Hyperglycemia inhibits capacitative calcium entry and hypertrophy in neonatal cardiomyocytes

Hyperglycemia alters cardiac function and often leads to diabetic cardiomyopathy as cardiomyocyte apoptosis causes a hypertrophied heart to deteriorate to dilation and failure. Paradoxically, many short-term animal models of hyperglycemia protect against ischemia-induced damage, including apoptosis, by limiting Ca2+ overload. We have determined that, like nonexcitable cells, both neonatal and adult cardiomyocytes respond to depletion of sarcoplasmic/endoplasmic reticulum Ca2+ stores with an influx of extracellular Ca2+ through channels distinct from voltage-sated Ca2+ channels, a process termed capacitative Ca2+ entry (CCE).
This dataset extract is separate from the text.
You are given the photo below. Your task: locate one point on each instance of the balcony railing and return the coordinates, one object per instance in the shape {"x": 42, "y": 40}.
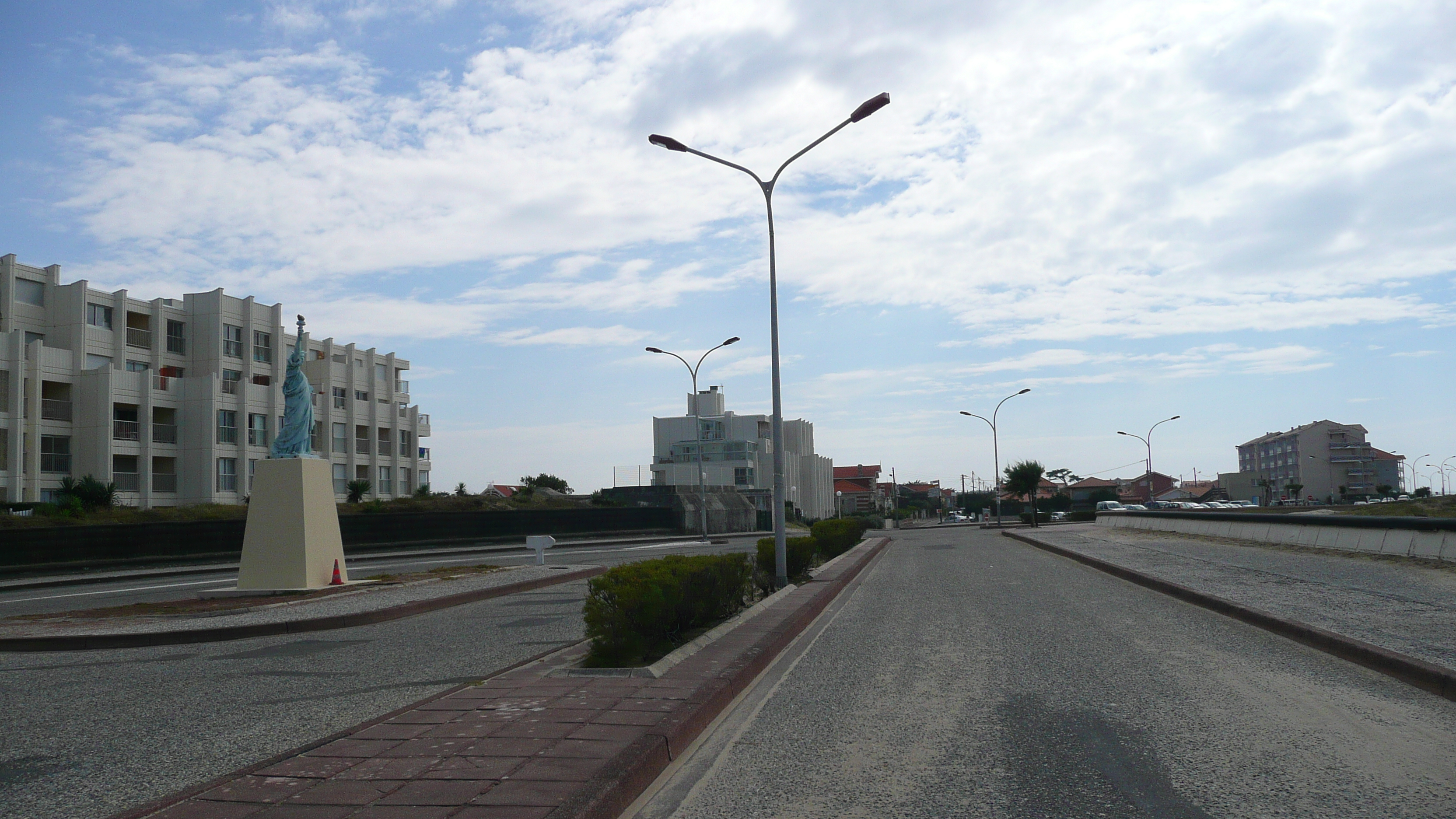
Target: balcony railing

Here, we demonstrate that in neonatal rat cardiomyocytes, hyperglycemia decreased CCE induced by angiotensin 11 or the Ca(2+)ATPase inhibitor thapsigargin. Hyperglycemia also significantly blunted Ca2+-dependent hypertrophic responses by similar to60%, as well as the Ca2+-sensitive nuclear translocation of a chimeric protein bearing the nuclear localization signal of a nuclear factor of activated T-cells transcription factor. The attenuation of CCE by hyperglycemia was prevented by azaserine, an inhibitor of hexosamine biosynthesis, and partially by inhibitors of oxidative stress. This complements previous work showing that increasing hexosamine metabolites in neonatal cardiomyocytes also inhibited CCE. The inhibition of CCE by hyperglycemia thus provides a likely explanation for the transition to diabetic cardiomyopathy as well as to the protection afforded to injury after ischemia/reperfusion in diabetic models.